Continuing Cookie Chronicle 1
Continuing Cookie Chronicle
(Note: This is a continuation of the Cookie Chronicle from Chapters 1 through 12.)
CCC13 The comparative balance sheet of Cookie & Coffee Creations Inc. at October 31, 2018 for the years 2018 and 2017, and the income statements for the years ended October 31, 2017 and 2018, are presented below.
COOKIE & COFFEE CREATIONS INC.
Balance Sheet
October 31
Assets | 2018 | 2017 | ||
Cash | $ 22,324 | $ 5,550 | ||
Accounts receivable | 3,250 | 2,710 | ||
Inventory | 7,897 | 7,450 | ||
Prepaid expenses | 5,800 | 6,050 | ||
Equipment | 102,000 | 75,500 | ||
Accumulated depreciation | (25,200) | (9,100) | ||
Total assets | $116,071 | $88,160 | ||
Liabilities and Stockholders’ Equity | ||||
Accounts payable | $ 1,150 | $ 2,450 | ||
Income taxes payable | 9,251 | 7,200 | ||
Dividends payable | 27,000 | 27,000 | ||
Salaries and wages payable | 7,250 | 1,280 | ||
Interest payable | 188 | 0 | ||
Note payable—current portion | 4,000 | 0 | ||
Note payable—long-term portion | 6,000 | 0 | ||
Preferred stock, no par, $6 cumulative— | ||||
3,000 and 2,800 shares issued, | ||||
respectively | 15,000 | 14,000 | ||
Common stock, $1 par—25,180 | ||||
shares issued | 25,180 | 25,180 | ||
Additional paid in capital—treasury stock | 250 | 250 | ||
Retained earnings | 20,802 | 10,800 | ||
Total liabilities and stockholders’ equity | $116,071 | $88,160 |
COOKIE & COFFEE CREATIONS INC.
Income Statement
Year Ended October 31
2018 | 2017 | ||
Sales | $485,625 | $462,500 | |
Cost of goods sold | 222,694 | 208,125 | |
Gross profit | 262,931 | 254,375 | |
Operating expenses
Salaries and wages expense |
147,979 |
146,350 |
|
Depreciation expense | 17,600 | 9,100 | |
Other operating expenses | 48,186 | 42,925 | |
Total operating expenses | 213,765 | 198,375 | |
Income from operations | 49,166 | 56,000 | |
Other expenses
Interest expense |
413 |
0 |
|
Loss on disposal of plant assets | 2,500 | 0 | |
Total other expenses | 2,913 | 0 | |
Income before income tax | 46,253 | 56,000 | |
Income tax expense | 9,251 | 14,000 | |
Net income | $ 37,002 | $ 42,000 |
Additional information:
Natalie and Curtis are thinking about borrowing an additional $20,000 to buy more kitchen equipment. The loan would be repaid over a 4-year period.
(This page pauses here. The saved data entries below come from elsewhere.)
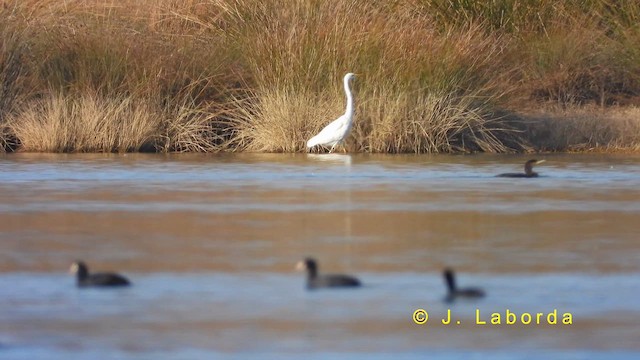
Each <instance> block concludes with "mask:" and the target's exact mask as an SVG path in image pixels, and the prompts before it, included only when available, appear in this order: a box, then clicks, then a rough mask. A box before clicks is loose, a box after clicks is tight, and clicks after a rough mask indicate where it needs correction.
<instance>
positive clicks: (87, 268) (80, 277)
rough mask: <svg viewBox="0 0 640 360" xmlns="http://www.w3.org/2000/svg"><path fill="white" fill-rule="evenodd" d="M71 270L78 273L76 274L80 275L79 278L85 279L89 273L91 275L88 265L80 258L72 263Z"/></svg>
mask: <svg viewBox="0 0 640 360" xmlns="http://www.w3.org/2000/svg"><path fill="white" fill-rule="evenodd" d="M69 272H70V273H71V274H76V276H78V279H84V278H86V277H87V275H89V269H88V268H87V265H86V264H85V263H84V262H82V261H80V260H78V261H76V262H74V263H73V264H71V267H70V268H69Z"/></svg>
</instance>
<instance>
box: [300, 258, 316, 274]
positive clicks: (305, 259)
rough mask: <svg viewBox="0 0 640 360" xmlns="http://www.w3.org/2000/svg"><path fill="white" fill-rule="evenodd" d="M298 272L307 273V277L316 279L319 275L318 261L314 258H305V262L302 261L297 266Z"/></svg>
mask: <svg viewBox="0 0 640 360" xmlns="http://www.w3.org/2000/svg"><path fill="white" fill-rule="evenodd" d="M296 270H298V271H305V270H306V271H307V275H308V276H309V277H310V278H315V277H316V276H317V275H318V264H317V263H316V260H315V259H313V258H310V257H308V258H305V259H304V260H300V261H299V262H298V263H297V264H296Z"/></svg>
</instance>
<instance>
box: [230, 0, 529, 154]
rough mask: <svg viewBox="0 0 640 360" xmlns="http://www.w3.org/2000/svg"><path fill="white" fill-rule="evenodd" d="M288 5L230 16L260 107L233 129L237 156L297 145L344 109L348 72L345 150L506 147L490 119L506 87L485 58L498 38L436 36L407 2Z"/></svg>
mask: <svg viewBox="0 0 640 360" xmlns="http://www.w3.org/2000/svg"><path fill="white" fill-rule="evenodd" d="M287 4H288V5H287V6H286V7H283V6H282V5H283V4H282V3H281V2H280V1H277V0H273V1H271V2H269V4H264V3H262V4H261V5H260V6H256V5H254V3H253V2H246V3H242V6H241V7H240V8H239V9H238V8H236V13H234V14H233V15H234V16H235V19H233V20H235V23H234V26H235V27H236V28H237V30H236V34H237V36H238V38H239V39H238V42H239V43H240V44H241V46H242V48H244V49H246V50H247V51H249V52H250V53H251V54H252V56H251V58H250V61H249V62H248V66H249V67H250V70H251V72H252V73H253V74H254V76H255V90H254V96H255V98H257V99H259V100H258V101H257V102H256V103H255V104H253V106H254V108H253V111H251V113H250V116H249V117H248V118H246V119H244V121H242V122H241V123H240V130H239V132H240V134H241V136H243V137H244V138H247V139H249V140H248V143H249V144H250V145H249V146H248V149H250V150H258V151H299V150H301V149H304V143H305V140H306V139H308V138H309V137H311V136H312V135H313V134H314V133H316V132H317V131H318V130H320V129H321V128H322V126H324V125H326V124H327V123H328V122H329V121H331V120H333V119H335V118H336V117H337V116H339V115H340V113H341V112H342V111H343V108H344V93H343V91H342V81H341V79H342V76H343V75H344V73H346V72H348V71H353V72H356V73H361V74H362V75H361V76H359V77H357V78H356V82H355V88H356V92H357V95H356V103H357V110H356V123H355V125H354V132H353V133H354V134H355V135H356V136H355V137H354V141H353V144H352V148H353V149H354V150H356V151H370V152H433V151H443V152H448V151H507V150H509V148H508V146H507V145H506V144H507V143H509V144H516V143H517V141H511V139H513V138H514V136H515V134H514V133H513V132H512V131H511V130H510V129H509V128H508V125H507V124H504V123H501V119H500V118H499V117H493V116H492V114H493V111H492V108H493V106H494V104H493V103H494V102H496V101H499V99H500V97H501V96H503V95H504V94H505V93H508V91H509V90H508V89H507V88H506V87H504V86H503V85H502V84H500V81H501V80H502V79H503V77H504V75H503V74H500V73H499V72H498V69H499V64H498V63H497V62H496V61H495V59H494V58H495V57H496V56H499V55H500V52H501V51H502V50H501V47H502V46H504V45H505V44H506V40H505V39H503V38H501V37H499V36H497V37H489V38H486V37H482V36H480V35H481V31H480V28H479V26H476V25H473V24H472V25H470V26H468V28H466V29H465V32H462V31H460V32H454V31H450V32H445V33H440V32H438V31H437V29H435V28H434V27H433V25H432V19H431V18H430V17H428V16H426V15H416V14H414V13H413V10H414V9H413V8H412V7H409V6H405V7H403V6H401V5H394V4H384V3H371V2H368V1H351V2H314V1H295V2H287ZM283 8H284V9H285V10H277V9H283ZM247 19H251V21H247ZM434 111H435V113H434ZM505 139H509V140H507V141H505Z"/></svg>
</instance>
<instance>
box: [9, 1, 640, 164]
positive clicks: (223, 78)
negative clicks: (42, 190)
mask: <svg viewBox="0 0 640 360" xmlns="http://www.w3.org/2000/svg"><path fill="white" fill-rule="evenodd" d="M639 23H640V3H639V2H637V1H635V0H620V1H610V0H567V1H564V2H557V1H550V0H491V1H470V0H410V1H389V2H385V1H366V0H331V1H317V0H292V1H285V0H264V1H249V0H198V1H195V0H189V1H175V0H158V1H150V0H146V1H145V0H123V1H118V2H113V1H104V0H82V1H73V2H68V1H67V2H60V1H54V0H24V1H17V0H8V1H4V2H3V3H2V5H1V6H0V151H7V150H8V151H12V150H18V151H89V152H91V151H115V152H123V151H159V152H173V151H202V152H214V151H268V152H295V151H304V150H305V142H306V140H307V139H309V138H310V137H311V136H312V135H314V134H315V133H317V132H318V131H319V130H320V129H321V128H322V127H323V126H325V125H326V124H328V123H329V122H330V121H332V120H333V119H335V118H337V117H338V116H339V115H341V113H342V112H343V111H344V102H345V99H344V93H343V90H342V81H341V80H342V77H343V76H344V74H345V73H347V72H355V73H357V74H358V76H357V78H356V81H355V82H354V83H353V86H354V92H355V100H356V115H355V123H354V128H353V131H352V135H351V136H350V137H349V139H348V143H347V147H348V148H349V150H350V151H359V152H394V153H395V152H413V153H422V152H475V151H487V152H508V151H528V150H530V149H554V150H562V149H569V148H576V146H573V147H572V142H574V141H575V142H581V143H585V142H584V141H582V140H579V139H577V138H576V137H569V136H568V135H569V133H571V132H570V131H565V130H563V129H567V128H570V127H567V124H569V123H571V124H574V125H575V126H579V127H582V128H584V129H585V131H586V132H591V131H598V129H602V128H598V127H595V126H591V124H592V122H580V121H574V120H572V119H575V117H572V116H569V115H568V114H571V113H572V112H574V113H575V114H583V113H584V109H596V108H597V109H599V110H598V113H599V114H600V115H598V117H597V118H598V119H601V120H602V122H606V123H607V124H609V125H611V126H612V127H611V128H607V129H609V130H607V133H609V134H614V135H613V136H612V137H610V138H607V139H609V140H608V142H609V143H611V144H616V146H621V145H620V144H629V141H628V140H629V137H628V136H625V137H624V139H623V141H619V140H620V139H618V138H616V136H618V137H620V136H622V134H623V133H621V132H617V131H614V128H633V126H631V125H629V124H623V122H622V121H619V119H620V118H621V117H624V116H631V117H632V116H633V114H635V112H634V111H622V110H623V109H621V108H623V107H625V108H629V109H631V110H633V108H634V107H637V106H639V105H640V62H638V61H637V59H638V58H640V50H639V49H640V26H638V24H639ZM541 109H542V111H538V110H541ZM534 110H535V111H534ZM541 113H543V114H544V119H541V117H540V114H541ZM576 124H577V125H576ZM553 125H556V126H558V128H557V131H555V132H553V131H552V127H553ZM572 126H573V125H572ZM536 129H540V131H536ZM543 129H544V130H543ZM98 132H100V133H98ZM546 132H550V133H553V134H559V133H566V134H567V138H566V139H569V138H570V139H572V140H571V141H569V143H567V142H563V141H561V140H560V139H558V138H557V137H555V136H551V135H549V136H547V140H548V139H551V138H553V139H556V140H555V141H556V142H557V146H552V144H550V143H549V142H548V141H546V140H543V139H542V138H541V137H539V136H537V135H535V134H540V133H546ZM572 132H573V133H578V131H577V130H573V131H572ZM591 138H593V139H595V138H598V139H599V140H598V141H597V143H598V144H600V143H601V141H604V139H605V138H602V137H598V136H595V135H594V136H592V137H591ZM586 143H589V142H586ZM626 146H630V145H626ZM577 147H578V148H585V147H584V146H581V145H580V146H577Z"/></svg>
The terms of the loan provide for equal semi-annual payments of $2,500 on May 1 and November 1 of each year, plus interest of 5% on the outstanding balance.
Instructions
(a) Calculate the following ratios for 2017 and 2018.
1. Current ratio
2. Debt to total assets
3. Gross profit rate
4. Profit margin
5. Return on assets (Total assets at November 1, 2016, were $33,180.)
6. Return on common stockholders’ equity (Total common stockholders’ equity at November 1, 2016, was $23,180. Dividends on preferred stock were $16,800 in 2017 and $18,000 in 2018).
(b) Prepare a horizontal analysis of the income statement for Cookie & Coffee Creations Inc. using 2017 as a base year.
(c) Prepare a vertical analysis of the income statement for Cookie & Coffee Creations Inc. for 2018 and 2017.
(d) Comment on your findings from parts (a) to (c).
(e) What impact would borrowing an additional $20,000 to buy more equipment have on each of the ratios in (a) above, assuming that no changes are expected on the income statement and balance sheet? Comment on your findings.
(f) What would justify a decision by Cookie & Coffee Creations Inc. to buy the additional equipment? What alternatives are there instead of bank financing?